Beef producers should re-evaluate their approach to dairy beef as it provides enormous opportunities to boost production and meet market demands. So says Robert Drysdale, founder of Straightline Beef, who told a recent Crediton Milling Company meeting, in Devon, that the UK beef market has huge potential for growth.
He has used dairy beef to grow his business from 400 to 4,000 head of cattle in just two years and added that current UK beef production stands at 2.5m head a year – 1.9 million head of which is prime beef.
“This equates to 900,000 tonnes of beef,” he explained. “Although 150,000 tonnes are exported, the UK is still a net importer, bringing in around 400,000 tonnes in 2017/18 – taking total domestic demand to 1.1 million tonnes.
“We produce half a million head fewer beef cattle than what we eat, and global demand is rising.
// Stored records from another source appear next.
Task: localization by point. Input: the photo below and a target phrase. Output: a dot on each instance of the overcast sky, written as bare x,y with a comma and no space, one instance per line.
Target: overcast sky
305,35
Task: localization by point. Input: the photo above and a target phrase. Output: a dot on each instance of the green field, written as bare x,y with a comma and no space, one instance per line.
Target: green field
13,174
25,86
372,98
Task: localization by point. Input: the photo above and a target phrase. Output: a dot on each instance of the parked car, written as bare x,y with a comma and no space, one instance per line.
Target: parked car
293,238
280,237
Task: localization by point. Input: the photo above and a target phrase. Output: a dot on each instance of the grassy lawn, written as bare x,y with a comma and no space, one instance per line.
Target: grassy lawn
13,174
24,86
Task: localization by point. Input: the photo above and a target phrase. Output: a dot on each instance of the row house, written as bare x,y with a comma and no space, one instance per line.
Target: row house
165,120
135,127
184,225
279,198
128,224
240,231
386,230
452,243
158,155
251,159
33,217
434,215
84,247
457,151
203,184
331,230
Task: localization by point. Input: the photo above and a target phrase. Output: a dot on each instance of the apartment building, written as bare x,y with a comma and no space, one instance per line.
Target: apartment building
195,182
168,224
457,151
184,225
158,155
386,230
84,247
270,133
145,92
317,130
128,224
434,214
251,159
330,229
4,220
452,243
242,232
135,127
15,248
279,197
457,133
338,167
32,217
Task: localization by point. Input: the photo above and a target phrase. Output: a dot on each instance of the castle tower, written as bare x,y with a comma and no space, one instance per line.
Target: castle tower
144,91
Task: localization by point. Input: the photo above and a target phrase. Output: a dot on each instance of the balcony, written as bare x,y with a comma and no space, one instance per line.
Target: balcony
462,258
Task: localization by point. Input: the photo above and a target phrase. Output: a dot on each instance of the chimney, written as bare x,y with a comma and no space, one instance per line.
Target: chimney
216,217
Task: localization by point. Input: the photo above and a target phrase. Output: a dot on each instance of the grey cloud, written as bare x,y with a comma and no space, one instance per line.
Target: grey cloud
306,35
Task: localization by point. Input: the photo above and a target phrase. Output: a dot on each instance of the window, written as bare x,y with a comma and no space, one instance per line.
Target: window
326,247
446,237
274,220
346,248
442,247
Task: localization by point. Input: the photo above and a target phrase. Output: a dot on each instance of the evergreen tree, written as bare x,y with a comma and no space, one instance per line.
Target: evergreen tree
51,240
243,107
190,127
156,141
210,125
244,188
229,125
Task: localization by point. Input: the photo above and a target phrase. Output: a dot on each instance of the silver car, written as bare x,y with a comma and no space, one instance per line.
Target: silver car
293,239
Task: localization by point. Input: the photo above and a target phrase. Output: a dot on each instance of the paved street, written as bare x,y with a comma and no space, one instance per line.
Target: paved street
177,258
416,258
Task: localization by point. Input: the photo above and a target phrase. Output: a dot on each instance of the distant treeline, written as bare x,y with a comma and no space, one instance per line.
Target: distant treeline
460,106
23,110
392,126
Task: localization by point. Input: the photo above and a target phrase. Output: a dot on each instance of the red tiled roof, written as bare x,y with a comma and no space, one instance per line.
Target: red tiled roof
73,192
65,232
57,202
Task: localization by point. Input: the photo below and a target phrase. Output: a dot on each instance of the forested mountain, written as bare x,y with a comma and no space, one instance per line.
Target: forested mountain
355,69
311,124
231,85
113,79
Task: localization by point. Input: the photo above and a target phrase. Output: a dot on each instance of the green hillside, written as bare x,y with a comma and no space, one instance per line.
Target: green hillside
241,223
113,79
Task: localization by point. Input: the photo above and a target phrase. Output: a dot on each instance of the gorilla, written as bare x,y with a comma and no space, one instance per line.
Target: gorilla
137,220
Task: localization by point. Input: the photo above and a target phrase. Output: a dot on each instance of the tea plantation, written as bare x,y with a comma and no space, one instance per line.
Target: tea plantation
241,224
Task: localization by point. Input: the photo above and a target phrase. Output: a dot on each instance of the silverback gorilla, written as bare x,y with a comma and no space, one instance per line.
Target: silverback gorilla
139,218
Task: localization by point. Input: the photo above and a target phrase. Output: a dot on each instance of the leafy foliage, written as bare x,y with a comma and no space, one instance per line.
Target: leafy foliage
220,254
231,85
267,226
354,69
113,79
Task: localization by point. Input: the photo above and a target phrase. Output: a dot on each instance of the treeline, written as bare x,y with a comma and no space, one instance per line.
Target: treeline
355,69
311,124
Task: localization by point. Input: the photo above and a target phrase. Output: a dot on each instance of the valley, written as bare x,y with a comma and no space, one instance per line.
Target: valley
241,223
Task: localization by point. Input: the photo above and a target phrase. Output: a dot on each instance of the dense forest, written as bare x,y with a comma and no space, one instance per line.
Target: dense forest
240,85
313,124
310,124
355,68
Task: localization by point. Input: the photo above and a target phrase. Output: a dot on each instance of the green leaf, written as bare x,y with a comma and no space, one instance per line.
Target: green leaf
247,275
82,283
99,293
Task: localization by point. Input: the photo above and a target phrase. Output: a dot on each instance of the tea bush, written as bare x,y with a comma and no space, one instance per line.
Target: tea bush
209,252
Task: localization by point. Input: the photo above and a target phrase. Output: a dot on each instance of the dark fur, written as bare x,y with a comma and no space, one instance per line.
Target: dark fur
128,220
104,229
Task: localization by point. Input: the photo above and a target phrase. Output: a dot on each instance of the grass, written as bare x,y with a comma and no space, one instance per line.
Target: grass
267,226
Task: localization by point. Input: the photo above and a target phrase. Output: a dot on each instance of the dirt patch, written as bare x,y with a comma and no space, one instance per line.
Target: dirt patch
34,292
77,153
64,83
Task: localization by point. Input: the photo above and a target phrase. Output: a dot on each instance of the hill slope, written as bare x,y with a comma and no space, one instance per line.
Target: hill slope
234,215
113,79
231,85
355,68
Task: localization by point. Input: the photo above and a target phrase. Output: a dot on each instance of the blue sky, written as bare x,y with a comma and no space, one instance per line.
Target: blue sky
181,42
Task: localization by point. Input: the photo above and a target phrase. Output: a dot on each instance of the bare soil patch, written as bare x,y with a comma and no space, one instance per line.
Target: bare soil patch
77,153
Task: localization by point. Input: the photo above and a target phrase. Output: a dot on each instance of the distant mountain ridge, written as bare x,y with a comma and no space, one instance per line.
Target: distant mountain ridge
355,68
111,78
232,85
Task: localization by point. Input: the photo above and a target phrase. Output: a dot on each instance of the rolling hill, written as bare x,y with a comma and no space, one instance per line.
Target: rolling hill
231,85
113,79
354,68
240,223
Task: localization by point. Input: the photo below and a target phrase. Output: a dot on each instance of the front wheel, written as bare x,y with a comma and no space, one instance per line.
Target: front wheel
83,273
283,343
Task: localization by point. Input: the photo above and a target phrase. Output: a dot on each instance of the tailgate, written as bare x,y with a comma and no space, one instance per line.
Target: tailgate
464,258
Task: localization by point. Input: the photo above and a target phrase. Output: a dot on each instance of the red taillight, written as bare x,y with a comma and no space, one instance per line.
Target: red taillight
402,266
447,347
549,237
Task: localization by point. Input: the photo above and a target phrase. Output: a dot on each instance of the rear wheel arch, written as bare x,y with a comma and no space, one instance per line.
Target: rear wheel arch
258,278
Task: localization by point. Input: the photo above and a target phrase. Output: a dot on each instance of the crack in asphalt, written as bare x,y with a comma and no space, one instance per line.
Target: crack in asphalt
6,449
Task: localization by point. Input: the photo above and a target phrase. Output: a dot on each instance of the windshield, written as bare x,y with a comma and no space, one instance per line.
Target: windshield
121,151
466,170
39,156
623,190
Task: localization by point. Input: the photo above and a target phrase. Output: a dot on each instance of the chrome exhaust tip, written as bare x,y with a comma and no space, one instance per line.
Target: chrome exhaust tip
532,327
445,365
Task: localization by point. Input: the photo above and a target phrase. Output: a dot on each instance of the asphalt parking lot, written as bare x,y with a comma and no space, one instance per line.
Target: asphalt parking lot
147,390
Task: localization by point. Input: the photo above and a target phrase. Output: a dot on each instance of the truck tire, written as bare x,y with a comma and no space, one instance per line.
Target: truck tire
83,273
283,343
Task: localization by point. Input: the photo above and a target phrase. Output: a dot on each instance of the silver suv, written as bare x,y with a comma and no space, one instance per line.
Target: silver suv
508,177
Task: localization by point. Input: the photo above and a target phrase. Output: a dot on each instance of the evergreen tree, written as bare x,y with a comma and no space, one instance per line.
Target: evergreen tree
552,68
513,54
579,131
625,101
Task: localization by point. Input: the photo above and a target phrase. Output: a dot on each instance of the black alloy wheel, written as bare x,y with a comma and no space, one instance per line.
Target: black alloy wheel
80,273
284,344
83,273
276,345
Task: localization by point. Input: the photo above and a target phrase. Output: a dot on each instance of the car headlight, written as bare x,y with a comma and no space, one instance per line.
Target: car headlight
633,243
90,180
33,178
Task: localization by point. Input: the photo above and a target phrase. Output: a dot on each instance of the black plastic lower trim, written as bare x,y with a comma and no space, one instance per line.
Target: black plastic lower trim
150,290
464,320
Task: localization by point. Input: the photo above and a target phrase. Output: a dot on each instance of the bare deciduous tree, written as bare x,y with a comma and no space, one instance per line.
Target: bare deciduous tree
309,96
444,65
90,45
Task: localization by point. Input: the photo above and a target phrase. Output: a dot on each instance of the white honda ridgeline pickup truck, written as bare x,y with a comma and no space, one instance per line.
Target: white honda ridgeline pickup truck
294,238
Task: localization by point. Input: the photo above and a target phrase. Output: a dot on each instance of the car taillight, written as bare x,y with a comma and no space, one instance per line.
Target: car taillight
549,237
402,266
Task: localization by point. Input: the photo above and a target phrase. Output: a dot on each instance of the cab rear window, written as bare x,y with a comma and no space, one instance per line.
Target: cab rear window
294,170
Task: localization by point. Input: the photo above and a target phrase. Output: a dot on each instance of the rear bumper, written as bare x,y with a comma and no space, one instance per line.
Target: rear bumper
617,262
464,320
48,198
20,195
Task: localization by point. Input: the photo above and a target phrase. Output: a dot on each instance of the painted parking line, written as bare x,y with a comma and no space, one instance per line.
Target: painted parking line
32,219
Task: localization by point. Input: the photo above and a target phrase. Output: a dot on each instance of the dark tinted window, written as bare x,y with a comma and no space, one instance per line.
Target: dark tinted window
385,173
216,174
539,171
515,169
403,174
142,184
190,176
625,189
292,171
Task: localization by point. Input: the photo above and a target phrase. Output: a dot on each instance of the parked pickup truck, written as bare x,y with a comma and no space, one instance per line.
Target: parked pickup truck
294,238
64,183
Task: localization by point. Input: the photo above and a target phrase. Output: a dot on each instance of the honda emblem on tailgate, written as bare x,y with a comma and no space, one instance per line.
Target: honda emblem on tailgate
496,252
So there’s an opportunity there,” said Mr Drysdale.
If the industry is serious about increasing beef production, it needs to meet consumer and retailer demands. “We need to work backwards from the target product,” he explained. “Producers need to pay attention to welfare and antibiotic resistance, as well as sustainability, carbon footprint, meat quality, marbling, fat consistency and health benefits.
“Beef isn’t sold on taste anywhere in the world,” stressed Mr Drysdale. “But I think it will after Brexit, so fat and marbling will be important.” However, UK producers are poorly paid for a good product, so in future the industry will need to reward consistency in meeting targets such as meat quality and sustainability.
Mr Drysdale, who is also a vet, set up his beef business in 2014 with these market demands in mind. He produces dairy beef across several farms – both tenanted and on contract – and is now slaughtering between 200 and 300 cattle a month.
He uses an integrated cloud system that follows every single animal from birth to slaughter, providing 100% traceability. And he pays for an independent audit every week to ensure farm managers are operating at the highest level.